Sucedió en mi pueblo a comienzos de los años sesenta. Había un grupo de hombres jugándose el dinero a las cartas en un reservado de uno de los bares del pueblo. Luz macilenta y “caldo de gallina” en el ambiente. En aquellos tiempos estaban prohibidos los envites con los naipes y los que se arriesgaban buscaban lugares discretos dentro de los locales, como la conocida como “sala del burro”.
Aquella noche al entrar la Guardia Civil sorpresivamente en las sala, como solía hacer en algunas ocasiones, disolvió la reunión con algo más que palabras. Los jugadores no tuvieron tiempo nada más que de recoger lo que no cayó al suelo con el alboroto y la timba terminó como el rosario de la aurora, saliendo cada uno por la puerta que tenía más cercana.
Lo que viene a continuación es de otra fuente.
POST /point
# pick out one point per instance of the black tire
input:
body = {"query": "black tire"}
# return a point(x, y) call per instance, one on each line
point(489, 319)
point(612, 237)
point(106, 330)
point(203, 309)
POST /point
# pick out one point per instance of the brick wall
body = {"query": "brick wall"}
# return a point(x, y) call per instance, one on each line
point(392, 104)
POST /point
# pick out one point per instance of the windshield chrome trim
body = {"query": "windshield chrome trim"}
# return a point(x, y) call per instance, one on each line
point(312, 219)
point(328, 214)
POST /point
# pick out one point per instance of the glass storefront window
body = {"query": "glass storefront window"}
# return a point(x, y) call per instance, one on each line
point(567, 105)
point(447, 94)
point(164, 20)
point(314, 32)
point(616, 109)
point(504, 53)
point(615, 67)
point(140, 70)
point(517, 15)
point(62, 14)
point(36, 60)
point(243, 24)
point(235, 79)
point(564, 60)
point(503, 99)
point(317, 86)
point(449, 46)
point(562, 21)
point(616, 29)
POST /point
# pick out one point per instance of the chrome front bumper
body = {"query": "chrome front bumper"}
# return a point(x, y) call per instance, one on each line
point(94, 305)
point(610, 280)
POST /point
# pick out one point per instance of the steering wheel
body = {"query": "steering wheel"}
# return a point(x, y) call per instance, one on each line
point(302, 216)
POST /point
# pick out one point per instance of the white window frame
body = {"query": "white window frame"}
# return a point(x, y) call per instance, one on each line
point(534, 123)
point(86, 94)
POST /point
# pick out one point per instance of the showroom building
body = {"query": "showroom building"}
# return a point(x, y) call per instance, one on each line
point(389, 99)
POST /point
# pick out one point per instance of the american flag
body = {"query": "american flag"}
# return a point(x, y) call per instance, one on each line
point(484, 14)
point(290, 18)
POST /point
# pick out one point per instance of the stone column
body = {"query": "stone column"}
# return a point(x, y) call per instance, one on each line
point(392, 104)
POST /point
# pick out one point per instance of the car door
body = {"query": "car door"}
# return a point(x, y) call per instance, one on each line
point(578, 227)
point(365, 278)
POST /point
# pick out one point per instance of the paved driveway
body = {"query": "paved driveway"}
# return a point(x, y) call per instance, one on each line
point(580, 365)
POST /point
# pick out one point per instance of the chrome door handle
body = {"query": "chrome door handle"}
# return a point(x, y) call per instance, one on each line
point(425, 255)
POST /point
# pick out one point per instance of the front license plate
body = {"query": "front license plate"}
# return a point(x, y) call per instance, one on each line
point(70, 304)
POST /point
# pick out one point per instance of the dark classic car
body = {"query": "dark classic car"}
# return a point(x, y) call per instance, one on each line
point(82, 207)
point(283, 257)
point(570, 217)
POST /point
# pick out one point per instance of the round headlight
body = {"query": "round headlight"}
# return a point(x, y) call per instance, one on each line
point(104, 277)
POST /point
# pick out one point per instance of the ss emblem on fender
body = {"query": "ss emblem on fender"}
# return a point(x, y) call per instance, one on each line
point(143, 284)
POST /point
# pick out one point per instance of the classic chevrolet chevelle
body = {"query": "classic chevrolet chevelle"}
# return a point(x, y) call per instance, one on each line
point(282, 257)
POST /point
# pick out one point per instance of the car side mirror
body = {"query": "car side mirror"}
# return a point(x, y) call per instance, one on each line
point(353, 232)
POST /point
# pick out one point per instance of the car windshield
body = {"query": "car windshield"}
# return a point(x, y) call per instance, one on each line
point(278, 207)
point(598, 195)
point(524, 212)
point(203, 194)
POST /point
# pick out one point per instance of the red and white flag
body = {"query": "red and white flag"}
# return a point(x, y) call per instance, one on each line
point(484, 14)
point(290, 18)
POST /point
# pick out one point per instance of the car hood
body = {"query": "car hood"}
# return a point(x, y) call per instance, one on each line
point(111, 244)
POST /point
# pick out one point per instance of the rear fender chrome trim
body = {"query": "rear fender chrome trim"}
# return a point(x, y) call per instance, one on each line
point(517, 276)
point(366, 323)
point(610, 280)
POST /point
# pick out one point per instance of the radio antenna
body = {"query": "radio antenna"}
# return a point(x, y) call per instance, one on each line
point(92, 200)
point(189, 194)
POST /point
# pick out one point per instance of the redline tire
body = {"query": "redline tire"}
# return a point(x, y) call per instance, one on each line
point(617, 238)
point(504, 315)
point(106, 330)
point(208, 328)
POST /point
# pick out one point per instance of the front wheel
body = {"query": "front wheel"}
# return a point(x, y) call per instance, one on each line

Los parroquianos que estaban en la barra abandonaron prudentemente el local con el último sorbo de vino en la boca para evitar algún posible contratiempo. Sólo uno, con una melopea de no te menees y que había observado la entrada de los guardias y la salida impetuosa de los admiradores de Heraclio Fournier permanecía anclado en el mostrador ante el temor de que sus pies no respondieran a la urgencia que la situación requería.